According to the Financial Crisis Inquiry Commission report, the issue that triggered the freezing of the capital markets was that neither market participants like banks or regulators knew which financial institutions were solvent and which were not.

As this blog has long maintained, the only way to know if a financial institution is solvent is to be able to analyze and value the assets the financial institution currently has and see if this exceeds its liabilities.
Since then, regulators have pushed banks to increase capital so that the industry has more of a cushion for future crises. Basel III is the latest effort, although some of the details have still to be finalized. 
To paraphrase the Bard, Basel III is a lot of sound and fury signifying nothing.
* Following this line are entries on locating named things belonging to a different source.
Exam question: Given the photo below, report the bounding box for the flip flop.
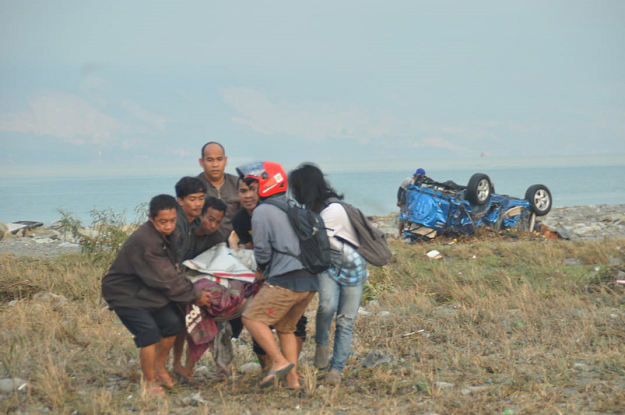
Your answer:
[154,373,174,389]
[142,385,165,398]
[260,363,295,389]
[215,368,232,382]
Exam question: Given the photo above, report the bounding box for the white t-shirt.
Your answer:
[320,203,360,248]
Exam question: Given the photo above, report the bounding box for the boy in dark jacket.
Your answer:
[102,195,210,395]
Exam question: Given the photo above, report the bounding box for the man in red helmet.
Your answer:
[237,161,318,389]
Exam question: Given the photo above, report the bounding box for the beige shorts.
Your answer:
[243,283,315,333]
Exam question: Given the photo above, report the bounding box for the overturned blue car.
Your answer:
[400,173,552,242]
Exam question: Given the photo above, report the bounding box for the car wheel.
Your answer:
[464,173,492,206]
[525,184,552,216]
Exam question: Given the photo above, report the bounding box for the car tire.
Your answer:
[525,184,553,216]
[464,173,492,206]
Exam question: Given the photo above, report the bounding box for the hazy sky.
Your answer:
[0,0,625,176]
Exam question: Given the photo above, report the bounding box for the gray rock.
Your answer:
[573,225,601,235]
[33,292,67,307]
[362,350,391,367]
[564,258,582,265]
[59,242,80,248]
[556,224,571,239]
[0,378,28,394]
[573,362,590,372]
[182,392,208,405]
[460,386,488,396]
[358,307,371,317]
[0,222,9,241]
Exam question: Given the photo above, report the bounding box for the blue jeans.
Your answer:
[315,273,365,373]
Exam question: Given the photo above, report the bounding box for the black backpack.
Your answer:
[326,197,393,267]
[263,199,330,274]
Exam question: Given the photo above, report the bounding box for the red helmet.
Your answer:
[237,161,287,197]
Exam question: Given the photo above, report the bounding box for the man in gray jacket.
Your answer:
[237,161,318,389]
[102,195,210,395]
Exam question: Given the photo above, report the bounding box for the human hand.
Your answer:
[228,231,239,251]
[197,291,213,307]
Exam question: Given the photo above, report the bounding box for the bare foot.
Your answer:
[174,364,193,380]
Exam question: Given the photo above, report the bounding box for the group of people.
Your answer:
[102,142,368,394]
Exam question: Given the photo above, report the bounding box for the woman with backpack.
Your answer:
[288,163,368,384]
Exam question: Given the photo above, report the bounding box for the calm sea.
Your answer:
[0,164,625,228]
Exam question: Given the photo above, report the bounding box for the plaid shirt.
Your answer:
[327,242,369,285]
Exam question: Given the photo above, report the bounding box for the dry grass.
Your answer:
[0,234,625,414]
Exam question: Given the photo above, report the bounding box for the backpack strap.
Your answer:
[261,198,299,260]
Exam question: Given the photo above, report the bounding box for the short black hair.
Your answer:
[202,141,226,158]
[289,163,343,213]
[176,176,206,199]
[202,196,226,216]
[150,195,178,218]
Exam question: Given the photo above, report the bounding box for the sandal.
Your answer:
[215,367,232,382]
[154,373,174,389]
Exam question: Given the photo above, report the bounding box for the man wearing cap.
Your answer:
[397,167,425,239]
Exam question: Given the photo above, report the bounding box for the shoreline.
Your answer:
[0,204,625,258]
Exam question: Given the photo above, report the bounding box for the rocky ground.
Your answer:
[0,204,625,257]
[370,205,625,240]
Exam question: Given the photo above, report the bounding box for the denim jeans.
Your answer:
[315,273,365,373]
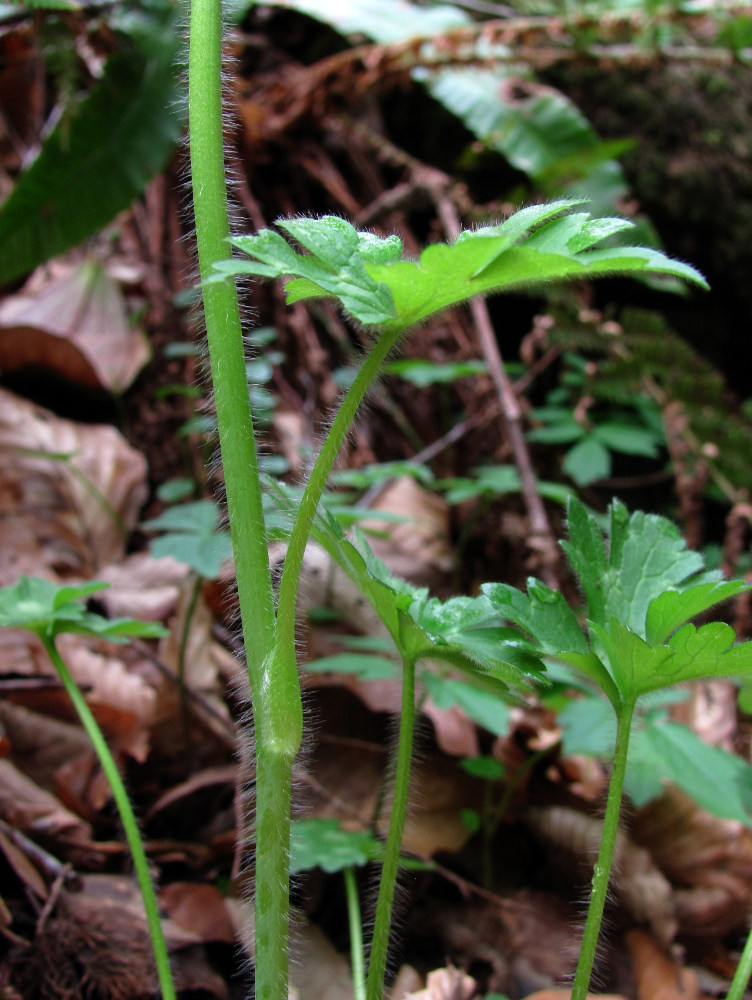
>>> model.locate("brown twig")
[422,168,559,588]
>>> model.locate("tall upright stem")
[572,701,635,1000]
[277,326,404,651]
[366,657,415,1000]
[188,0,294,1000]
[43,639,176,1000]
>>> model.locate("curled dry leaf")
[0,389,147,585]
[627,931,700,1000]
[0,760,91,842]
[404,965,478,1000]
[632,786,752,937]
[0,695,91,791]
[154,579,235,747]
[363,476,454,588]
[97,552,189,622]
[58,635,157,762]
[526,806,678,945]
[159,882,235,944]
[0,258,150,394]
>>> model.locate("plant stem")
[277,326,404,656]
[178,573,203,760]
[366,657,415,1000]
[42,636,176,1000]
[726,931,752,1000]
[188,0,294,1000]
[571,699,635,1000]
[188,0,274,694]
[342,865,366,1000]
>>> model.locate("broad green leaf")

In the absence of marking all of the assets to market, what exactly is the value of reporting a high level of book capital?  Lehman Brothers showed this does not prevent bankruptcy.
Citigroup Inc. (NYSE:C)   Chief Executive Vikram Pandit said Tuesday that the minimum Basel III requirement is for a core tier one capital ratio of 7%. Citi plans to operate with a ratio of 8% to 9% and aims to comply by 2012, the CEO added. 
In contrast, J.P. Morgan’s Dimon said a Basel III ratio of 7% is “completely sufficient.”
“We agree with higher capital and higher liquidity. We just don’t think it should go any further,” Dimon added. “Most of all I want it to be finished.” 
... If J.P. Morgan can’t find good ways to use excess capital, it may hold on to it, Dimon added. 
This is also the end of the ability of regulators to require higher capital levels.

Sometime next month, the US Treasury and Federal Reserve are going to announce the results of the latest stress tests of the Too Big to Fail Banks.  The results are already known.  The banks are going to be found to be adequately capitalized and therefore they can begin paying dividends again.

For banks in the UK or elsewhere, this is great news.  They can make the argument that there needs to be a level playing field and they should not be required to hold more capital than US banks.  If the regulators, like Mervyn King and David Miles disagree, too bad.  The banks now have much more leverage behind their threat to leave to force the regulators to back down.

As this blog has repeatedly said, focusing on the issue of bank capital is a mistake.

Regulators need to fulfill their obligation under the FDR Framework and focus on and assure that market participants have access to all the useful, relevant information in an appropriate, timely manner.